Search code examples
phphtmlparsingsax

Parsing of badly formatted HTML in PHP


In my code I convert some styled xls document to html using openoffice. I then parse the tables using xml_parser_create. The problem is that openoffice creates oldschool html with unclosed <BR> and <HR> tags, it doesn't create doctypes and don't quote attributes <TABLE WIDTH=4>.

The php parsers I know off don't like this, and yield xml formatting errors. My current solution is to run some regexes over the file before I parse it, but this is neither nice nor fast.
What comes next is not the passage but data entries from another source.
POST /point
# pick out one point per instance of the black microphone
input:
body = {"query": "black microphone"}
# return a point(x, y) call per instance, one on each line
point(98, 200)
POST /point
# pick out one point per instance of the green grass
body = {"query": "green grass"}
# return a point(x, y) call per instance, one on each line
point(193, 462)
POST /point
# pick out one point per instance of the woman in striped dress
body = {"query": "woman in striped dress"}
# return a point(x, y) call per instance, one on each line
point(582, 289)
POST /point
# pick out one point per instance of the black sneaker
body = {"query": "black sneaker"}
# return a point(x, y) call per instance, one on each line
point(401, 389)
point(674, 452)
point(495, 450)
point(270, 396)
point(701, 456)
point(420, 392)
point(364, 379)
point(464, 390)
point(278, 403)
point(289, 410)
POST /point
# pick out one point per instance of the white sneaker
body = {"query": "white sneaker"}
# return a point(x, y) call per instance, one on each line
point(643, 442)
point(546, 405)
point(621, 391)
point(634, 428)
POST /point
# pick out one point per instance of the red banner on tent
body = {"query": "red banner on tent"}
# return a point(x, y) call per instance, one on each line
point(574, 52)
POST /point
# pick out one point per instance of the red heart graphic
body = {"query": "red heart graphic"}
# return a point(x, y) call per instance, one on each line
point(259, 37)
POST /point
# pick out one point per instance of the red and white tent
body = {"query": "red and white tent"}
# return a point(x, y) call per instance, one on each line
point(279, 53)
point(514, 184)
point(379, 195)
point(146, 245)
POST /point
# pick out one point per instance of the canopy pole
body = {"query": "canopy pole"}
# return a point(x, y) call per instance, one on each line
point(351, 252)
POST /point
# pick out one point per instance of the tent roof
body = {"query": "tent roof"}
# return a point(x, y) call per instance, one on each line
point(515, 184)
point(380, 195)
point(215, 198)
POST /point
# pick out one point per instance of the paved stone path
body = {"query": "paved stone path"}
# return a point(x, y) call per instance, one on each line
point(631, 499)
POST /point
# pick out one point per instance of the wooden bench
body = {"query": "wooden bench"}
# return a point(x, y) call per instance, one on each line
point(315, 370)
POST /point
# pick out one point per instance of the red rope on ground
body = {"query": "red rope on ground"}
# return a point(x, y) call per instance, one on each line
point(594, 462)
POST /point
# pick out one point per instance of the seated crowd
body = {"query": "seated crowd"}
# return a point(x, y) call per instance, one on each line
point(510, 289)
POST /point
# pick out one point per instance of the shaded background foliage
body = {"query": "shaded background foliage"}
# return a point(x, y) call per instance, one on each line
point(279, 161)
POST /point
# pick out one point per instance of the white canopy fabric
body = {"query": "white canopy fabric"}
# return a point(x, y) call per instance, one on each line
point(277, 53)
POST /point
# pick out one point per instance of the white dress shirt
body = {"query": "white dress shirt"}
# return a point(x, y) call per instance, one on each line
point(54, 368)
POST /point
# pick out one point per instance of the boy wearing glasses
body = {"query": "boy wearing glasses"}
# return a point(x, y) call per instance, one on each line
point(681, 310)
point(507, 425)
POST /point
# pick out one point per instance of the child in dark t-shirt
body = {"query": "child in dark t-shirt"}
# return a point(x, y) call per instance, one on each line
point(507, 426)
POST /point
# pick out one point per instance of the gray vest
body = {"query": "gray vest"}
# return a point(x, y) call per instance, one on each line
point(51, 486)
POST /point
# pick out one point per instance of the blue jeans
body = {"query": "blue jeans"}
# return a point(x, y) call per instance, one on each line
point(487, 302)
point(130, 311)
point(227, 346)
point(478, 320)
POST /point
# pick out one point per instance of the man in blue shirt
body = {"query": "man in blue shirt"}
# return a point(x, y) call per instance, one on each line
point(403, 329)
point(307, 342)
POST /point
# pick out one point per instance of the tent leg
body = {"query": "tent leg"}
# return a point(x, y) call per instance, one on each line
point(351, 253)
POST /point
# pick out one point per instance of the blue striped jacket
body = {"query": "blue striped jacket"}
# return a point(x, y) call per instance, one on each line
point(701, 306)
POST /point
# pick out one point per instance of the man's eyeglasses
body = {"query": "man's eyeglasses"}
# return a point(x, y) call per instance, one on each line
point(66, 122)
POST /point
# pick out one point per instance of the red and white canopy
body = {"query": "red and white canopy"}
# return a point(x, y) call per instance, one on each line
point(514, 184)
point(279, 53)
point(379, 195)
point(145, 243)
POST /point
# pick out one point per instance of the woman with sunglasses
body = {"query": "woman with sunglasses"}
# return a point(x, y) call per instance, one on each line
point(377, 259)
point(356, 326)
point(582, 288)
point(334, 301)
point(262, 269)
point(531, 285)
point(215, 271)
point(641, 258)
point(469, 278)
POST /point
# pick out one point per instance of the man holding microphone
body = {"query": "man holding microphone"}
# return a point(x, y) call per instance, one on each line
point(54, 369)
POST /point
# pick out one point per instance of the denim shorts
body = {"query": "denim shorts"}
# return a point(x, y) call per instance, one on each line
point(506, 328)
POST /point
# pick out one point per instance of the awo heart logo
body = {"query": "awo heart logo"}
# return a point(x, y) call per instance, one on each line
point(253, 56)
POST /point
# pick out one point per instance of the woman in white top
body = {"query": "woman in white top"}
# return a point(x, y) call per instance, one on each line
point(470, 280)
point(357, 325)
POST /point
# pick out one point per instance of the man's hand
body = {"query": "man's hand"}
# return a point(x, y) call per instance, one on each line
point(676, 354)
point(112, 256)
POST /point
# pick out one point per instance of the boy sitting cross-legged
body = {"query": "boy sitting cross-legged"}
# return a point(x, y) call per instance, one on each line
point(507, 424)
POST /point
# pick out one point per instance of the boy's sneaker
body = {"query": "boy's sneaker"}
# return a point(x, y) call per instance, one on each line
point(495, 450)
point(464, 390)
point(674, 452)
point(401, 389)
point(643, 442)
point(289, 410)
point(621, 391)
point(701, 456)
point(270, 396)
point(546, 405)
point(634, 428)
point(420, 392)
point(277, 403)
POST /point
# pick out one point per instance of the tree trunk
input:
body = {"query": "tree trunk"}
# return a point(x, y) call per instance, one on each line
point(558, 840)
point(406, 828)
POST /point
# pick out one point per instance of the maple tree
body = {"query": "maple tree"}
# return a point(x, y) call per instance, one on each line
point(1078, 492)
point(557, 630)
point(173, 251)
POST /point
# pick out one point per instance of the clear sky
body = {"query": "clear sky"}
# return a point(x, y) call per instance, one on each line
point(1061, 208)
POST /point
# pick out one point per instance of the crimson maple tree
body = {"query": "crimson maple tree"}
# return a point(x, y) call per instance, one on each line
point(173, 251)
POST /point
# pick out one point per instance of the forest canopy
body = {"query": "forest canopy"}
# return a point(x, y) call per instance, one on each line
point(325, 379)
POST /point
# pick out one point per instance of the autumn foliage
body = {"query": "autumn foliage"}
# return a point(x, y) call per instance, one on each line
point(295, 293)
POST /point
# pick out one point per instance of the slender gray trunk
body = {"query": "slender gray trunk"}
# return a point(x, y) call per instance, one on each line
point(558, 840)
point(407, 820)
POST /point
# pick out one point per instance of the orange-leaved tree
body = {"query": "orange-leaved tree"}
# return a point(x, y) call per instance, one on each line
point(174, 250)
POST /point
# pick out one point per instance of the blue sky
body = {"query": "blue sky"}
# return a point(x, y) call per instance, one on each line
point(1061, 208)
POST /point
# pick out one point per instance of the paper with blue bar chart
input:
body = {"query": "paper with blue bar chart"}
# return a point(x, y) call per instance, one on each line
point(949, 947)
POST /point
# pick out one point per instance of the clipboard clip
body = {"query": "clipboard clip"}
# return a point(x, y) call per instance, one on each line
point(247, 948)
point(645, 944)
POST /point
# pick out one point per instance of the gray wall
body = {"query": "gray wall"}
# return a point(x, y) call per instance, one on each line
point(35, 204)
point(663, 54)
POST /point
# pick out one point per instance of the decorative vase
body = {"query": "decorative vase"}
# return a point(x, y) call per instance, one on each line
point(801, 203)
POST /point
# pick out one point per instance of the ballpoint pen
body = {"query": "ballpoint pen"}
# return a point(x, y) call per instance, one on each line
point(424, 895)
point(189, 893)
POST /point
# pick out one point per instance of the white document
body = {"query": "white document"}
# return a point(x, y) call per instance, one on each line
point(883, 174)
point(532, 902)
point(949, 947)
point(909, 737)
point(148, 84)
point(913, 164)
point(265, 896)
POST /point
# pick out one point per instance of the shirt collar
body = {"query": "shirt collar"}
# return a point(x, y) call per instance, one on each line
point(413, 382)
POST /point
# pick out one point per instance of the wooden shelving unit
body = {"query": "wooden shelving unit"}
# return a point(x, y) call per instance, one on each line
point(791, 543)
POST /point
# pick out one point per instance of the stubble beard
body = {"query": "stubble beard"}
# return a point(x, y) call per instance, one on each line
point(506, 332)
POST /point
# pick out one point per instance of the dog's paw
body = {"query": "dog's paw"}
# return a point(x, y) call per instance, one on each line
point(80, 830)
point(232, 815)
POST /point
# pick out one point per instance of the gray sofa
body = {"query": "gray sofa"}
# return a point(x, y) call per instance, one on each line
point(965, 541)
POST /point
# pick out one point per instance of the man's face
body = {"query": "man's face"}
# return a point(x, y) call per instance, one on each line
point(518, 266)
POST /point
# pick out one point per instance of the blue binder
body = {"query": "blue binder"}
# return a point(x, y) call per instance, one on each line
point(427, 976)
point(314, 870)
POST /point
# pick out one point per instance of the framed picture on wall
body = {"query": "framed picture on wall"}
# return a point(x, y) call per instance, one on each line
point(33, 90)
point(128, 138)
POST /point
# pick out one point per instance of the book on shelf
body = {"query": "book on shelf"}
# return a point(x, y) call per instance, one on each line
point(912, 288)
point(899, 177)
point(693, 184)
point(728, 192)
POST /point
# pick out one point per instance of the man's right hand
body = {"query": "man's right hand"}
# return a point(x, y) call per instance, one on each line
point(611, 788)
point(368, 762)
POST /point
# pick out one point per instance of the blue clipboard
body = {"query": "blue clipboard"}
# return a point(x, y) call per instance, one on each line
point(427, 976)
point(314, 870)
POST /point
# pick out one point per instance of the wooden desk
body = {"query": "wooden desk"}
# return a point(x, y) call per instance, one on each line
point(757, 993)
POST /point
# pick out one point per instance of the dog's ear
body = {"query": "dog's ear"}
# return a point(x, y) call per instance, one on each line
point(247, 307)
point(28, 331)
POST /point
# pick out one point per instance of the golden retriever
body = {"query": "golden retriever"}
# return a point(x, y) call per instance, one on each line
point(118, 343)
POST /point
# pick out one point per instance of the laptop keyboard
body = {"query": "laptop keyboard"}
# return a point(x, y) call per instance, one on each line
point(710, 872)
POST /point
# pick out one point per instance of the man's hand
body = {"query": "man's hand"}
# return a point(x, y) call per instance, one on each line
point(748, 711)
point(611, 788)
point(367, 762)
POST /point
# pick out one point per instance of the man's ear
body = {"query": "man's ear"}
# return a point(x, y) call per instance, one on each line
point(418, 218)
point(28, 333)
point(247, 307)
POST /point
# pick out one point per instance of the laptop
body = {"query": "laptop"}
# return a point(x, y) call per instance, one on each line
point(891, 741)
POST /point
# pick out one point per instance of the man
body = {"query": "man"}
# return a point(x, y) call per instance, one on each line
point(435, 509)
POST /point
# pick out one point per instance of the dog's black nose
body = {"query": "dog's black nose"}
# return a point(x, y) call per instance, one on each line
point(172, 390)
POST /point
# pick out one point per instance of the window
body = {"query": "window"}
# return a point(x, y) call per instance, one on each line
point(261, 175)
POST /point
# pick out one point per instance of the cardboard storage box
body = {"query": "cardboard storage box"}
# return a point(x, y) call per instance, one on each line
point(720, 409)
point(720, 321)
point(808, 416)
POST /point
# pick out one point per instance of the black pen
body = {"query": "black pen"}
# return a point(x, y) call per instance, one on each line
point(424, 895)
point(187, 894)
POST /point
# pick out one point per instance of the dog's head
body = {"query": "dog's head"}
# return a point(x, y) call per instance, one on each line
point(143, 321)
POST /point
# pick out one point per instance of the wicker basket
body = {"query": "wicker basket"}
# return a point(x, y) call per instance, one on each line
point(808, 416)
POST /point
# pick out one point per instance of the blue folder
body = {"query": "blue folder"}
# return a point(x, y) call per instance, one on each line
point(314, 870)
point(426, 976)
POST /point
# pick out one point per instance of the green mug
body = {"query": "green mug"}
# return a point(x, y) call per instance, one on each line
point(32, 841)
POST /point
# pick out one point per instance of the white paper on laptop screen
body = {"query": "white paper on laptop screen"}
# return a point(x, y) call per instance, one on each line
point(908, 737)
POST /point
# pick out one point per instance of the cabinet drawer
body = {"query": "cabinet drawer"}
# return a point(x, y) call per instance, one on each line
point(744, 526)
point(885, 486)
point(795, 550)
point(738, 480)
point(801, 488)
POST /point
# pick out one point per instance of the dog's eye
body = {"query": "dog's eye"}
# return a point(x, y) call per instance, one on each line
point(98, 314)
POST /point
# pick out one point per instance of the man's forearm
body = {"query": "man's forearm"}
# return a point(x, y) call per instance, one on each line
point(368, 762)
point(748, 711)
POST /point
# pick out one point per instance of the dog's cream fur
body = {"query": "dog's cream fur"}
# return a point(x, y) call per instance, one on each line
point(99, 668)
Do you know a (hopefully included) php-parser, that doesn't care about these kinds of mistakes? Or perhaps a fast way to fix a 'broken' html?


Solution

  • A solution to "fix" broken HTML could be to use HTMLPurifier (quoting) :

    HTML Purifier is a standards-compliant HTML filter library written in PHP.
    HTML Purifier will not only remove all malicious code (better known as XSS) with a thoroughly audited, secure yet permissive whitelist, it will also make sure your documents are standards compliant


    An alternative idea might be to try loading your HTML with [`DOMDocument::loadHTML`][2] *(quoting)* :

    The function parses the HTML contained in the string source . Unlike loading XML, HTML does not have to be well-formed to load.

    And if you're trying to load HTML from a file, see DOMDocument::loadHTMLFile.